DeBerry Brittany B, Lynch James E, Chernin Jill M, Zwischenberger Joseph B, Chung Dai H
Department of Surgery, The University of Texas Medical Branch, 301 University Blvd., Galveston, TX 77555, USA.
Perfusion. 2005 May;20(3):139-43. doi: 10.1191/0267659105pf801oa.
Routine administration of large amounts of pain and sedative medication is common to critically ill pediatric patients undergoing extracorporeal membrane oxygenation (ECMO) for cardiopulmonary failure. It has been our experience that pediatric patients are the most difficult age group in which to achieve an ideal pain and sedative control due to the narrow margin of safety. The purpose of this study was to determine the general practice guideline used for pain and anxiolytic pharmacotherapy for pediatric patients at ECMO centers. We sent a survey questionnaire to all ECMO centers in the USA that treat pediatric respiratory failure patients. Of the 46 responding centers (including telephone follow-ups), 37 (80%) centers had an active pediatric ECMO programs for patients with severe respiratory failure. Fentanyl was the most commonly used pain medication and continuous infusion, administered directly to the patient, was preferred. Subjective effectiveness of various pharmacological agents was variable without clear consensus; however, midazolam was considered to be the most effective agent used.

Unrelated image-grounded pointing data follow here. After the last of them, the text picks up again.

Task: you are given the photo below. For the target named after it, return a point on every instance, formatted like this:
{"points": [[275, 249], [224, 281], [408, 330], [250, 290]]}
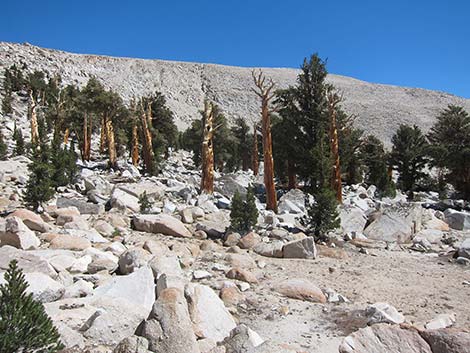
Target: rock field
{"points": [[380, 109], [394, 278]]}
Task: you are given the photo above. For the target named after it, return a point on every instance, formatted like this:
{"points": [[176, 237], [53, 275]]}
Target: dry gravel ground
{"points": [[420, 286]]}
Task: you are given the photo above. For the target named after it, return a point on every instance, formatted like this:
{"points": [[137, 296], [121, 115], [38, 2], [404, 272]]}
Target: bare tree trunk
{"points": [[135, 145], [111, 142], [333, 99], [264, 92], [291, 174], [86, 146], [271, 198], [66, 136], [34, 119], [103, 135], [207, 180], [147, 148], [90, 132], [254, 152]]}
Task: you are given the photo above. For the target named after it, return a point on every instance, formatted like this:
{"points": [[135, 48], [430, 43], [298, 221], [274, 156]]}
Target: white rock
{"points": [[210, 317], [17, 234], [383, 312]]}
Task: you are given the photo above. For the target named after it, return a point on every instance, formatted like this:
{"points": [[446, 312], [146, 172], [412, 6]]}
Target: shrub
{"points": [[144, 203], [243, 214], [322, 215], [24, 324], [40, 186]]}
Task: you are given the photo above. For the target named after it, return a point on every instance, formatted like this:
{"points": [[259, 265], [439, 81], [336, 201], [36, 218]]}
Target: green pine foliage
{"points": [[19, 142], [24, 324], [40, 186], [7, 102], [224, 142], [3, 148], [375, 160], [450, 150], [322, 215], [243, 214], [408, 156], [144, 203], [64, 164]]}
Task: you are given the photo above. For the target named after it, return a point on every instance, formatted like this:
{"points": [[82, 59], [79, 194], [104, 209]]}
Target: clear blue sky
{"points": [[412, 43]]}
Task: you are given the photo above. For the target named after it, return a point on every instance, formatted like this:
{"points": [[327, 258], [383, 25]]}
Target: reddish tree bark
{"points": [[34, 118], [147, 147], [254, 152], [333, 99], [207, 180], [265, 92]]}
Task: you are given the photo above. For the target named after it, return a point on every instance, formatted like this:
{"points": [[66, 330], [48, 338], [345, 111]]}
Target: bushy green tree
{"points": [[40, 186], [3, 148], [7, 102], [375, 160], [223, 140], [408, 156], [243, 214], [322, 215], [450, 138], [24, 324], [241, 151], [14, 80], [144, 203], [19, 142], [64, 164]]}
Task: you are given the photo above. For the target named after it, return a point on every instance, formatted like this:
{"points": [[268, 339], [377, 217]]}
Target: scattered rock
{"points": [[301, 289], [300, 249], [383, 313], [169, 327], [210, 317], [164, 224], [17, 234], [384, 338], [242, 275]]}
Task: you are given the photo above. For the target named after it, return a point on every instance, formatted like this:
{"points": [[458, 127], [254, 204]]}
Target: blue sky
{"points": [[409, 43]]}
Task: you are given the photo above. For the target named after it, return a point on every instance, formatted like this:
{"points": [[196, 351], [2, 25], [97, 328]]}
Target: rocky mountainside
{"points": [[176, 279], [380, 108]]}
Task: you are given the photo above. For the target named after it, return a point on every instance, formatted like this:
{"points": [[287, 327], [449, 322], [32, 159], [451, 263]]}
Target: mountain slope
{"points": [[380, 108]]}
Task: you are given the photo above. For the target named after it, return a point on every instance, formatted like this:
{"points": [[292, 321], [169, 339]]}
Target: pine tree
{"points": [[251, 211], [237, 214], [243, 214], [375, 160], [144, 203], [40, 186], [322, 215], [3, 148], [19, 142], [64, 164], [24, 324], [6, 102], [408, 156], [450, 135]]}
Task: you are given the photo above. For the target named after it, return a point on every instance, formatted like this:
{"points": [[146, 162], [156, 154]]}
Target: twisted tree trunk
{"points": [[66, 136], [291, 174], [34, 119], [265, 93], [135, 145], [85, 138], [147, 148], [207, 180], [111, 143], [103, 135], [333, 99], [254, 152]]}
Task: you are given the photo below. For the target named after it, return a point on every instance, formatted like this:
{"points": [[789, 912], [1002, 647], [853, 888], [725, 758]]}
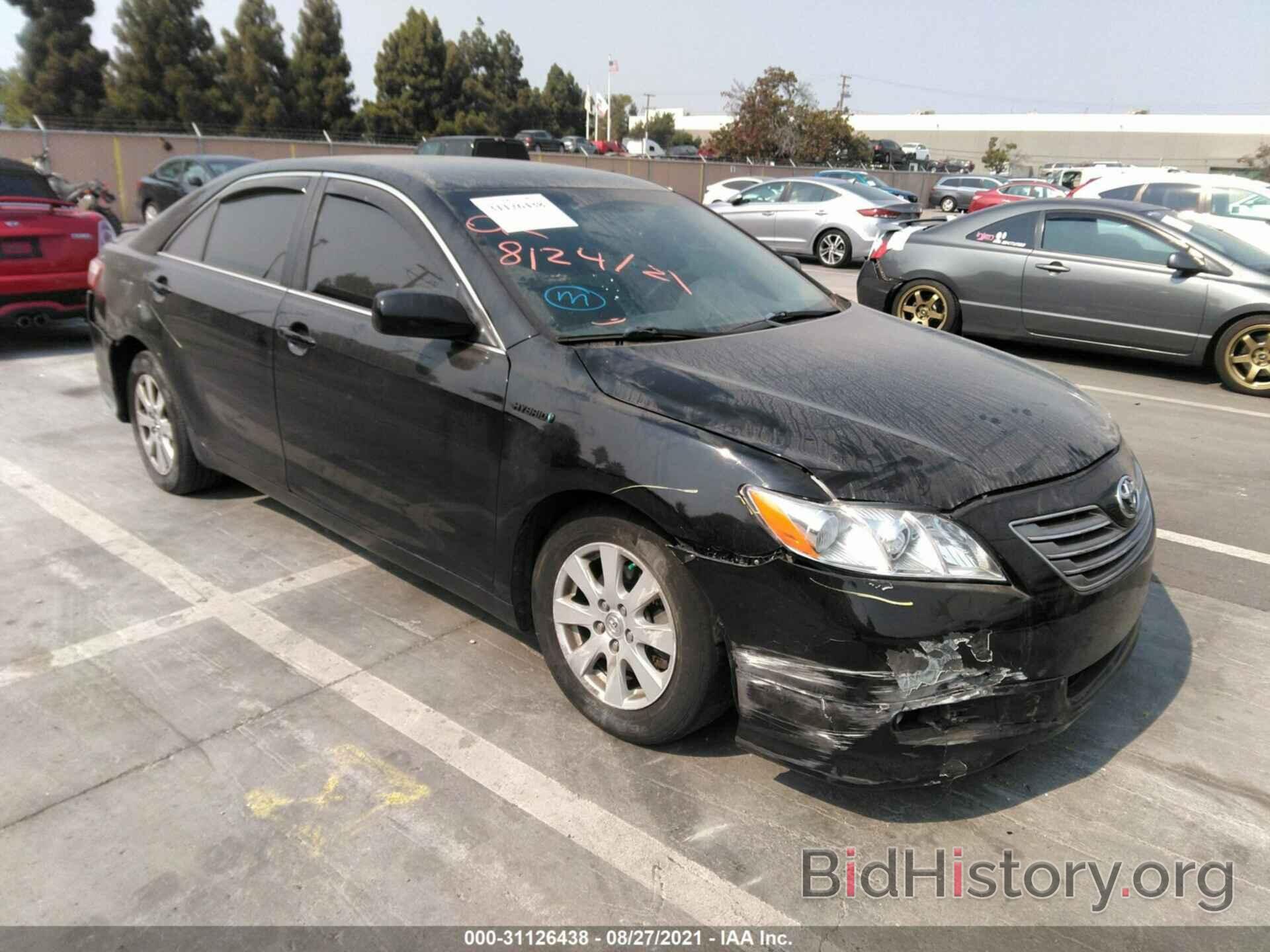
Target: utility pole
{"points": [[845, 93], [648, 99]]}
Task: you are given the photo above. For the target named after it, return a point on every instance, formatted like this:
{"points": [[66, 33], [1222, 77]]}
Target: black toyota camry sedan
{"points": [[698, 475]]}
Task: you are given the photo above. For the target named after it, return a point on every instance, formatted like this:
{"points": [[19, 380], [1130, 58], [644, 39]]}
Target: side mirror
{"points": [[419, 314], [1184, 262]]}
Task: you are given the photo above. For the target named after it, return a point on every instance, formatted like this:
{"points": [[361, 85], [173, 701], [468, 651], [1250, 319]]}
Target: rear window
{"points": [[1015, 231], [597, 260], [16, 183]]}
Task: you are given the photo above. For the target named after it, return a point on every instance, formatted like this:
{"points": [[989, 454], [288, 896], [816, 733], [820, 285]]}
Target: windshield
{"points": [[600, 262], [26, 186], [1221, 241]]}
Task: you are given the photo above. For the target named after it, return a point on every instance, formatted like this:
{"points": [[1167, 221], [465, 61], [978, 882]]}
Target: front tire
{"points": [[626, 633], [161, 433], [929, 303], [833, 249], [1242, 356]]}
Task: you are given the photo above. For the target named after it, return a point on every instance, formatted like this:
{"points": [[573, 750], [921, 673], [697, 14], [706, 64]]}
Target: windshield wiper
{"points": [[785, 317], [636, 334]]}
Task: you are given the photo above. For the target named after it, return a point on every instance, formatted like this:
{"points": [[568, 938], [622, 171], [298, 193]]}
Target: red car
{"points": [[1016, 190], [45, 249]]}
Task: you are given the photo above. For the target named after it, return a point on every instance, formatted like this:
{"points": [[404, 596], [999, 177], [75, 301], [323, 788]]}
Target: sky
{"points": [[969, 56]]}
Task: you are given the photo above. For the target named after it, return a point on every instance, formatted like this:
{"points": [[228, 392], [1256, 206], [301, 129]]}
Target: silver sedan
{"points": [[835, 222]]}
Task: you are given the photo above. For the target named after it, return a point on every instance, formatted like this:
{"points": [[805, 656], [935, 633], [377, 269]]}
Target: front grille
{"points": [[1086, 546]]}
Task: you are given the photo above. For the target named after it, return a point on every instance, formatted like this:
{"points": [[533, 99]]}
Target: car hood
{"points": [[876, 408]]}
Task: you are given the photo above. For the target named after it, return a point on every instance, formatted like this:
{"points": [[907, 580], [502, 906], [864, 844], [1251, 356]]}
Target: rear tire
{"points": [[1242, 356], [585, 567], [833, 249], [160, 430], [929, 303]]}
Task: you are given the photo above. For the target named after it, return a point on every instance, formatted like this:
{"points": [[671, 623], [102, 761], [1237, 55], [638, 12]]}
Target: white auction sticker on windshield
{"points": [[534, 212]]}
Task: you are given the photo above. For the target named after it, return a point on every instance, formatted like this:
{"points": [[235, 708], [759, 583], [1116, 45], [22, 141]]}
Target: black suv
{"points": [[476, 147], [888, 154], [540, 141]]}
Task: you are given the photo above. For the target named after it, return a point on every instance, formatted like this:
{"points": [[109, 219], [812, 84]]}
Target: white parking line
{"points": [[1209, 545], [663, 871], [1175, 400]]}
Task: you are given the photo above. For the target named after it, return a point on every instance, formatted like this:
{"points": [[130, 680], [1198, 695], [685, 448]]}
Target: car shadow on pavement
{"points": [[1128, 705], [1080, 360], [50, 340]]}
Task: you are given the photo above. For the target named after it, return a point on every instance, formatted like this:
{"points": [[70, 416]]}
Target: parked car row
{"points": [[1103, 274]]}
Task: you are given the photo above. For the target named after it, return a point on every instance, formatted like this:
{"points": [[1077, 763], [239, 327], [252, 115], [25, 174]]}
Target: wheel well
{"points": [[1210, 354], [539, 524], [122, 354]]}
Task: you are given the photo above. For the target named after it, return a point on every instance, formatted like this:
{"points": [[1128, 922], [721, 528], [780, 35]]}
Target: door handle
{"points": [[298, 338]]}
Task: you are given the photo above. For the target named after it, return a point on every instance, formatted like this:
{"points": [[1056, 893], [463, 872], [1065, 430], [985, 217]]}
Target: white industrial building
{"points": [[1193, 143]]}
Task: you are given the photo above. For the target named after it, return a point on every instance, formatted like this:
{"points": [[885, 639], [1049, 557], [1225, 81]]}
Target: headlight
{"points": [[874, 539]]}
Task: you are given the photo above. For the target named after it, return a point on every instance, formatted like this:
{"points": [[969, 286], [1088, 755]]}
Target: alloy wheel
{"points": [[615, 626], [832, 249], [150, 411], [1248, 358], [923, 305]]}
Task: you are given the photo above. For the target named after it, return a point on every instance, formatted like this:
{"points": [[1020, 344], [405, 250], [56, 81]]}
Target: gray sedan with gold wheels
{"points": [[1111, 277]]}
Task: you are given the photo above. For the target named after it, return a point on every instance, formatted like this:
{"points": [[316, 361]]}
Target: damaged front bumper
{"points": [[883, 682]]}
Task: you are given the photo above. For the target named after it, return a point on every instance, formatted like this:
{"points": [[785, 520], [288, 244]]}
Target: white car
{"points": [[635, 146], [1235, 205], [916, 151], [726, 190]]}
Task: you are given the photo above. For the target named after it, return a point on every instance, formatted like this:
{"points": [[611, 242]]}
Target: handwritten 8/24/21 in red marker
{"points": [[515, 253]]}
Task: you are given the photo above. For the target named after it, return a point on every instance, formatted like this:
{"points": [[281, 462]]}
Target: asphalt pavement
{"points": [[215, 713]]}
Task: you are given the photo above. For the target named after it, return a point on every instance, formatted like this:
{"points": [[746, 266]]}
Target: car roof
{"points": [[444, 173]]}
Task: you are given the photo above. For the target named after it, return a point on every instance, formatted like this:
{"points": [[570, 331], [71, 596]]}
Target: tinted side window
{"points": [[252, 230], [1177, 196], [189, 243], [1126, 192], [1105, 238], [1015, 231], [808, 192], [359, 251]]}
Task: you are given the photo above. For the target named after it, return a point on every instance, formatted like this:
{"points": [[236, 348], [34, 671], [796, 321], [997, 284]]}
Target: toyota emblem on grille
{"points": [[1127, 496]]}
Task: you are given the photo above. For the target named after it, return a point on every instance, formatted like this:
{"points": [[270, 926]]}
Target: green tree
{"points": [[320, 70], [257, 70], [999, 155], [566, 102], [1259, 161], [12, 85], [763, 125], [167, 66], [414, 77], [62, 69]]}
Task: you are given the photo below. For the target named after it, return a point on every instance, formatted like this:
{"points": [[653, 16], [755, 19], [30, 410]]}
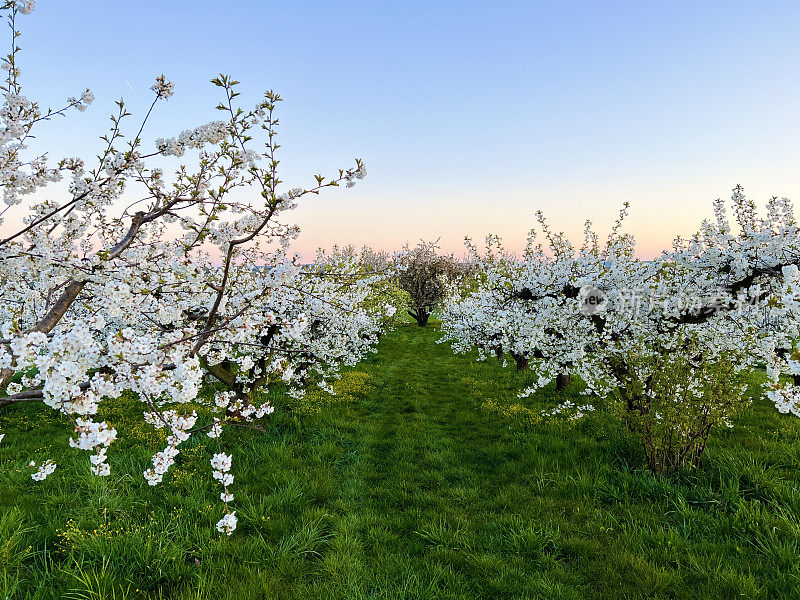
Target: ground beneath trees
{"points": [[425, 479]]}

对于因心肺功能衰竭而接受体外膜肺氧合(ECMO)治疗的危重症儿科患者,常规给予大量止痛和镇静药物是很常见的。根据我们的经验,由于安全范围较窄,儿科患者是最难实现理想的疼痛和镇静控制的年龄组。本研究的目的是确定ECMO中心用于儿科患者疼痛和抗焦虑药物治疗的一般实践指南。我们向美国所有治疗儿科呼吸衰竭患者的ECMO中心发送了调查问卷。在46个回复中心(包括电话随访)中,37个(80%)中心有针对严重呼吸衰竭患者的活跃儿科ECMO项目。芬太尼是最常用的止痛药物,直接给予患者的持续输注是首选给药方式。各种药物的主观疗效各不相同,没有明确的共识;然而,咪达唑仑被认为是最有效的药物。